Bankruptcy Discharge Rules
Bankruptcy discharge rules are best understood as “negative rules”, that is to say, all tax debts eligible for discharge as described above (e.g., income tax etc.) may be discharged EXCEPT the following:
- Taxes for which a tax return was due to be filed within three years (plus extensions) prior to the date of filing bankruptcy. For example, the tax return for 2011 income taxes was due to be filed on April 15, 2012, (plus any extensions) , and therefore, these income taxes cannot not be discharged by filing bankruptcy filed on or before April 15, 2015 (plus the time of extensions); OR
- Taxes assessed by the IRS within 240 days before the filing of bankruptcy. Assessment date is the date that tax liability is entered on IRS records; OR
- Taxes not yet assess but still assessable; OR
- Taxes for which a tax return was filed late and filed within two years prior to filing bankruptcy ( however, some courts have held that a late filed return prevents discharge of income tax);
- Taxes of a debtor who committed fraud related to a tax return or willfully attempted to evade or defeat taxes sought to be discharged.
- Substitute tax returns cannot be discharged- those returns the IRS files on behalf of the taxpayer
In other words, eligible tax debt that does not fail any of the above five tests may be wiped out in a Chapter 7 or a Chapter 13 bankruptcy. These taxes are “dischargeable.”
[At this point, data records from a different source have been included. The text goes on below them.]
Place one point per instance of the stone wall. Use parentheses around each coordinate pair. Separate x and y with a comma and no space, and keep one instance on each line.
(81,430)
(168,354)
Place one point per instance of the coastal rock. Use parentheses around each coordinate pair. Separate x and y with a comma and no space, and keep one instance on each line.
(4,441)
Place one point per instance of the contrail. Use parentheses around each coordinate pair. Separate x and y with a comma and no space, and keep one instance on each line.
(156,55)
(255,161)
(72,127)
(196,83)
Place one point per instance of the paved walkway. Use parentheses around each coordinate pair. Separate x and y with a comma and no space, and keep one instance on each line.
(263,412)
The dischargeability test is somewhat different in Chapter 13 banrkuptcy. A Chapter 13 bankruptcy a debtor can discharge:
- Taxes for which tax returns were filed late but within the two years preceding the bankruptcy, provided tax assessments have either not been made or have been made more than 240 days prior to the bankruptcy filing; AND
- Taxes related to fraudulent returns or taxes the debtor willfully attempted to evade or defeat.
Discharge of Interest and Penalties: If your income taxes meet the requirements to be discharged then any interest that has accumulated will also be subject to discharge in Chapter 13 bankruptcy. The general rule is that if the event that gave rise to the penalty occurred more than 3 years before the bankruptcy then the penalty can be discharged in bankruptcy.
Chapter 7 Bankruptcy Tax Relief
Chapter 7 Bankruptcy will eliminate all dischargeable income tax debt. Chapter 7 does not avoid recorded tax liens.
Chapter 13 Bankruptcy Tax Relief
Chapter 13 bankruptcy involves a payment plan approved by the bankruptcy court under which a debtor pays some of his debts and discharges other debts.
There are two basic tax discharge rules in a Chapter 13 bankruptcy:
- Taxes not dischargeable in Chapter 13 are considered “priority debts” and they must be paid in full during the Chapter 13 plan. The amount of the priority tax debt includes interest and penalties assessed up to the bankruptcy filing date, but the assessment of interest and penalties stops once the bankruptcy petition is filed.
- Dischargeable tax debts will be paid in part during the bankruptcy plan, and the unpaid balance is wiped out upon successful completion of the plan.
Chapter 13 bankruptcy is better than Chapter 7 for some debtors. Chapter 13 bankruptcy enables homeowners to stop foreclosure and catch up past-due mortgage payments over the period of the Chapter 13 plan. Chapter 13 helps taxpayers who have assessed civil tax penalties. Tax penalties may not be discharged in Chapter 7 bankruptcy, and in Chapter 13 the penalties accrued to filing date must be paid in full during the Chapter 13 plan. However, filing Chapter 13 stops additional IRS interest and penalties which enables the debtor to payoff his IRS debts much faster than if he were unprotected by the Chapter 13 bankruptcy.